Si los Gobiernos latinoamericanos no fueran lo que son, la acción contra la dictadura del general Raoul Cédras, para restablecer el Gobierno democráticamente elegido y derrocado por los militares haitianos, del presidente Jean Bertrand Aristide, hubiera debido ser dirigida por la OEA (Organización de Estados Americanos), y llevada a cabo por una fuerza continental. De este modo, la comunidad civil y democrática de las Américas hubiera corregido una injusticia política, castigado los crímenes cometidos contra el pueblo de Haití por el puñado de bandidos uniformados que asaltó el poder en Puerto Príncipe en 1991, y -lo más importante de todo- sentado un precedente capital para disuadir a los potenciales golpistas en América Latina de atentar contra los Gobiernos legítimos.Pero ya sabemos por qué las cosas no ocurrieron así y por qué, en los hechos, ha sido sólo el Gobierno de Estados Unidos el que ha asumido la responsabilidad de la llamada "Operación rescate de la democracia". Que el Consejo de Seguridad, con la resolución 940, del 31 de julio, diera la luz verde a Washington, autorizando que se empleen "todos los medios necesarios" para restablecer el Gobierno legítimo de Haití, y que el propio presidente Aristide urgiera a la ONU a emprender "una acción rápida y decisiva", cubre las apariencias legales, sin duda, así como la simbólica escolta, junto a las norteamericanas, de fuerzas de algunos países occidentales y del Caribe, permite al presidente Bill Clinton presentar la operación caribeña ante la comunidad internacional como obra de una fuerza colectiva. La cruda realidad es que lo que debió haber sido una acción conjunta de los países democráticos del continente ha terminado por ser una iniciativa exclusivamente estadounidense y dictada, en gran parte, por razones de política interna de ese país: las elecciones parlamentarias de noviembre y los bajos índices que las encuestas conceden a Bill Clinton en la consideración de sus conciudadanos.

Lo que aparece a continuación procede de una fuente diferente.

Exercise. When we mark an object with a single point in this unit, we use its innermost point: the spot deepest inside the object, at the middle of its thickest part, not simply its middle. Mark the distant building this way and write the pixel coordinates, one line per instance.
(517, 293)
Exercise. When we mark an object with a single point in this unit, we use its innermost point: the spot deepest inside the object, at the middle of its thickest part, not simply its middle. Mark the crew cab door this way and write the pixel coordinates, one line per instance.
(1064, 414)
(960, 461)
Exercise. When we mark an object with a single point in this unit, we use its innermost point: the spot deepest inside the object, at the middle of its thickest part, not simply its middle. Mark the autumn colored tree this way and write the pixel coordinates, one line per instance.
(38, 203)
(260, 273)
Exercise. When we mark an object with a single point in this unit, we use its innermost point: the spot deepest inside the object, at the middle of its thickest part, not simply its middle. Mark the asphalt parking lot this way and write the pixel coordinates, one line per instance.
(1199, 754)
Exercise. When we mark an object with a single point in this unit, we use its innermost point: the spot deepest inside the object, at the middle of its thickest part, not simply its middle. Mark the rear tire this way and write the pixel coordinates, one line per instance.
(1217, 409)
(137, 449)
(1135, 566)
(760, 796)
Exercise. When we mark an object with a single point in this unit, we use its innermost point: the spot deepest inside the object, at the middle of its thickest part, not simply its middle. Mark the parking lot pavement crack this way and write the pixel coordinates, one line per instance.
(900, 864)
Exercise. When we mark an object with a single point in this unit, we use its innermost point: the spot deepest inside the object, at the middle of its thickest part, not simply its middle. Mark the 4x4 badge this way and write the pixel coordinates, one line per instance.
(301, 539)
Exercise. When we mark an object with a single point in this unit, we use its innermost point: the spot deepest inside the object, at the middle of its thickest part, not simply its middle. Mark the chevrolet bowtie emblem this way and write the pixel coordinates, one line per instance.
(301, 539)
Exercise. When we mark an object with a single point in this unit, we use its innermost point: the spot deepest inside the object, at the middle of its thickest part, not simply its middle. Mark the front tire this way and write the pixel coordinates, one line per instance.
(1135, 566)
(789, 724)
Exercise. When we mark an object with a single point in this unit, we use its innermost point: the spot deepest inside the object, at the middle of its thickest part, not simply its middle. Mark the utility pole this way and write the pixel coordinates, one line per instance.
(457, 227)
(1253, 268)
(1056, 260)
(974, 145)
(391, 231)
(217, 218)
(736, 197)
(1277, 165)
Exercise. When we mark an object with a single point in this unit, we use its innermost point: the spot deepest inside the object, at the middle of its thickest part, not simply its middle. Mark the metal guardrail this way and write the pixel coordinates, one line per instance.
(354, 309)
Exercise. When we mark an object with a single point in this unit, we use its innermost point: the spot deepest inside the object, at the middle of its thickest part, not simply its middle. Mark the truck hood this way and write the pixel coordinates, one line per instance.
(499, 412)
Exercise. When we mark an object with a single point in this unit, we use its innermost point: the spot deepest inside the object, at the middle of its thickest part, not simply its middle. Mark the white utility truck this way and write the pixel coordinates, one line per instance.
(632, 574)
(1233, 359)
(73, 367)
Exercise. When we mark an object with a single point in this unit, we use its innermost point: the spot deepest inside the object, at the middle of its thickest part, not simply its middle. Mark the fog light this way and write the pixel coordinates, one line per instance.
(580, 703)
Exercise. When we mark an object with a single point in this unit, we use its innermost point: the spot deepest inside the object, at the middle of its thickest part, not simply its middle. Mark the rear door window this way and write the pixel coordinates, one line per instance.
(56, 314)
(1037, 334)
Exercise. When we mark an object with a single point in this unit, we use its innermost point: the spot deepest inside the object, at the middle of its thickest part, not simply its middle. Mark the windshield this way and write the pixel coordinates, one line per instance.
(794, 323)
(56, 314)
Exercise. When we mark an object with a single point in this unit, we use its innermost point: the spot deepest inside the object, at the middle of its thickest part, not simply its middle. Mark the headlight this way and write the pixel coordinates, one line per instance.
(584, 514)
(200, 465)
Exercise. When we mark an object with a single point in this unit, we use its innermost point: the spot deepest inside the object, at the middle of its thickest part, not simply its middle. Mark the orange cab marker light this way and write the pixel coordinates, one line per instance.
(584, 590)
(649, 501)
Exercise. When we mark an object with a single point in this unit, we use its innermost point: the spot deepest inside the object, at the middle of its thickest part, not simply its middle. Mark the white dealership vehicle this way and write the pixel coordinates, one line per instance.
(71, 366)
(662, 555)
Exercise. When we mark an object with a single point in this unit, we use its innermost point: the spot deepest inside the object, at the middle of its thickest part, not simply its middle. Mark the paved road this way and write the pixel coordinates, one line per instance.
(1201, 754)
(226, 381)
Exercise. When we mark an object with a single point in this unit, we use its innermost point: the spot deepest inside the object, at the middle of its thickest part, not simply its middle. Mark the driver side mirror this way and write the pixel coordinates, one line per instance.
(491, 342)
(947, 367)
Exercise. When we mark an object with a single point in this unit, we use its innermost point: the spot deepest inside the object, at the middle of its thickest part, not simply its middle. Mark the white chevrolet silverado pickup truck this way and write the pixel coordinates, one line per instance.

Si el resultado de esa negociada intervención de los marines en Haití sale bien, habrá que felicitar al presidente norteamericano por el pragmatismo con que, en el último minuto, ahorró un baño de sangre -otro más- a los haitianos y puso fin a la agonía atroz a que, desde hace tres años, los tenía sometidos la banda de criminales encabezados por Cédras y el tenebroso coronel Michel François. Y, por supuesto, urgirlo a que abrevie la presencia de las tropas de intervención en Haití a lo indispensable, es decir, la reinstalación del Gobierno que el electorado haitiano llevó al poder con, no lo olvidemos, el 70% de los votos, en las elecciones más libres de la historia de este trágico país antillano.

Sin embargo, lo cierto es que el acuerdo entre los golpistas y el ex presidente Carter, el general Colin Powell y el senador San Nunn despierta más inquietudes que certezas sobre el futuro de la democracia en Haití. Por lo pronto, gracias a él, los líderes militares golpistas, a quienes el presidente Clinton acusaba, sólo una hora antes del acuerdo, de perpetrar los peores crímenes que haya cometido régimen alguno en el continente, se han convertido, como por arte de magia, en militares honorables", que tienen por lo menos un mes más en el poder para poder seguir cometiendo las fechorías que crean necesarias y para minar el suelo sobre el que va a funcionar la restablecida democracia cuando el presidente Aristide retome el poder, de tal manera que su Gobierno sea un inevitable fracaso.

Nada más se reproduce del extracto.